I was travelling a few years ago, and hanging out in the hotel bar in Portland, Maine, and I listened in on a heated conversation between some guy and a lady whose husband is a cop. They were discussing police brutality and the protests at the time (Baltimore maybe?), and the lady's point was basically "do whatever you want with regulating police behaviour, but I will take my husband coming home at the end of the night over anything else"
It's possible with the falling rates of crime, this may just solve itself (though increasing police training and standards is a good thing regardless).
I don't think that's actually true.
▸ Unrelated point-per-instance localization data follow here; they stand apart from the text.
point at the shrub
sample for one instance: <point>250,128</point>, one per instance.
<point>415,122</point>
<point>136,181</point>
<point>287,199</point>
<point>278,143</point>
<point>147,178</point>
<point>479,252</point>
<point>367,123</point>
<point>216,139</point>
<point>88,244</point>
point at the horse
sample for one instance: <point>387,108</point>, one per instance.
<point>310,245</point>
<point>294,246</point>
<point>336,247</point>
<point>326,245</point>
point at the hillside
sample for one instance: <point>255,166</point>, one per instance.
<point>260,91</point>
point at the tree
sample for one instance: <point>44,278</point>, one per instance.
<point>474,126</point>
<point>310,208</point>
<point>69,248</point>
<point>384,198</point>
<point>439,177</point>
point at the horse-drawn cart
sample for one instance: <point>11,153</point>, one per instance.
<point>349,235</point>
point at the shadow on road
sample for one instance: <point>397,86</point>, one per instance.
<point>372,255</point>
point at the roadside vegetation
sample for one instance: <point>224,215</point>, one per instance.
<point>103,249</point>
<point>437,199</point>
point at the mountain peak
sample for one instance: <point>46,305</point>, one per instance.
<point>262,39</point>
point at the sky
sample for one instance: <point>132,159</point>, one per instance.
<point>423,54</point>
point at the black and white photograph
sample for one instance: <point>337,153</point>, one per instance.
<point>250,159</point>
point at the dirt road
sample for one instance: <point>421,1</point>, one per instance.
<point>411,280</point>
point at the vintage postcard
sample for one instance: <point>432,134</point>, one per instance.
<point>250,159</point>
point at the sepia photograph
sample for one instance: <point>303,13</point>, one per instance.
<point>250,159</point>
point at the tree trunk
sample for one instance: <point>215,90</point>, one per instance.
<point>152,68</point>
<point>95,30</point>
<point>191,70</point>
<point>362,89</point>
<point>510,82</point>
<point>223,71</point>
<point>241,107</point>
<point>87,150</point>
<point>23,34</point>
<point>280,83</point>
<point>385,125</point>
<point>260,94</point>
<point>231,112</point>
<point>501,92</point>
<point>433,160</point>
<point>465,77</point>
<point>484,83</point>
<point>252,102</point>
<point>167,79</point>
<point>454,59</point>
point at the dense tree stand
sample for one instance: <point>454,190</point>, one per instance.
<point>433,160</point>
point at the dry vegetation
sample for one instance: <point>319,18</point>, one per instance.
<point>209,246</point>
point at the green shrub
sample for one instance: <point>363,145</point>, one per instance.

I'll have to find the stats, but IIRC the number of raw crimes is comparable between Western Europe and the US, but in the US the crime is WAY deadlier due to all of the guns. Canada is somewhere in the middle.
It’s hotspots. Take out Chicago, Detroit, Washington DC and maybe New Orleans then even gun crime in the US is no worse than Europe.
https://en.wikipedia.org/wiki/List_of_United_States_cities_b...
https://www.theguardian.com/news/datablog/2012/nov/30/new-yo...
First, you're only looking at cities. Lots of the US population does not live in cities.
Second, even just looking at cities, do you know how many cities there are in the US? (A lot more than 96.)
All this is telling you is that, as far as crime rates go, the US is basically two countries: certain large cities (high crime rate) and everywhere else (low crime rate).
Where do you think these police abuses (and subsequent protests) are coming from? Pretty much exclusively from cities.